L’énergie des vagues océaniques représente une ressource renouvelable prometteuse, mais son estimation précise s’avère complexe. Des chercheurs américains proposent une nouvelle méthodologie pour mesurer le potentiel énergétique des vagues, ouvrant la voie à une meilleure intégration de cette énergie marine dans les futurs objectifs climatiques des pays.
L’océan est en perpétuel mouvement et recèle des quantités impressionnantes d’énergie. Mais le volume exact d’énergie contenu dans le va-et-vient des vagues océaniques fait encore débat.
Cette incertitude complique l’intégration de l’énergie houlomotrice dans les futurs objectifs climatiques des pays : comment se reposer sur une ressource que l’on ne peut mesurer avec précision ?

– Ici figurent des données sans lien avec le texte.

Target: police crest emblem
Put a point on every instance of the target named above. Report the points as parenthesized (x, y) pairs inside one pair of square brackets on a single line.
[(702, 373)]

Une nouvelle méthodologie plus précise
Dans une récente étude publiée dans Renewable Energy, des chercheurs du National Renewable Energy Laboratory (NREL) et du Pacific Northwest National Laboratory présentent une méthodologie plus complète et précise pour mesurer l’énergie houlomotrice disponible sur les sites océaniques du monde entier.
Mais ils ont également identifié un autre défi : les jeux de données existants sur l’énergie des vagues, ceux-là mêmes qu’ils ont utilisés pour construire leur nouvelle méthode, pourraient ne pas être aussi fiables que prévu.
L’énergie houlomotrice est non seulement prévisible – ce qui en fait un complément précieux aux sources d’énergie renouvelable variables – mais elle est également disponible le long des côtes, là où vit la majorité de la population mondiale. Au-delà de l’alimentation des communautés côtières, cette énergie marine pourrait produire de l’eau potable à partir de l’océan, alimenter des fermes aquacoles en mer ou encore participer à la décarbonation du transport maritime, le tout grâce à l’énergie de l’océan lui-même.
Mais pour planifier toutes ces applications – chacune nécessitant des investissements de la part d’entreprises, de secteurs industriels ou de pays entiers – des données fiables sont indispensables.
Des données à consolider
« La technologie de l’énergie houlomotrice en est à un stade très précoce« , explique Levi Kilcher, chercheur principal au NREL et auteur principal de l’étude. « Du fait de la jeunesse de cette filière, il est difficile d’estimer la quantité d’énergie que les futures technologies pourraient capter« .
Pour cette étude financée par le Water Power Technologies Office du département américain de l’Énergie, l’équipe a mis au point une nouvelle méthode d’estimation du potentiel énergétique houlomoteur total. « L’évaluation initiale des ressources houlomotrices était un bon début. Mais cette méthode a également fait l’objet de plusieurs critiques« , précise Levi Kilcher.
Par exemple, les méthodologies précédentes ne prenaient pas en compte la direction des vagues – d’où provient la houle. « Cela peut en réalité conduire à un double comptage des vagues« , note le chercheur.
Certaines vagues naissent au large, brassées par une tempête, et parcourent des milliers de kilomètres avant de s’échouer sur le littoral d’un pays. « Mais une partie non négligeable de l’énergie houlomotrice est générée par les vents qui soufflent à l’intérieur des zones maritimes d’un pays« , ajoute-t-il. Sa nouvelle méthode prend également en compte la direction des vagues et cette houle locale.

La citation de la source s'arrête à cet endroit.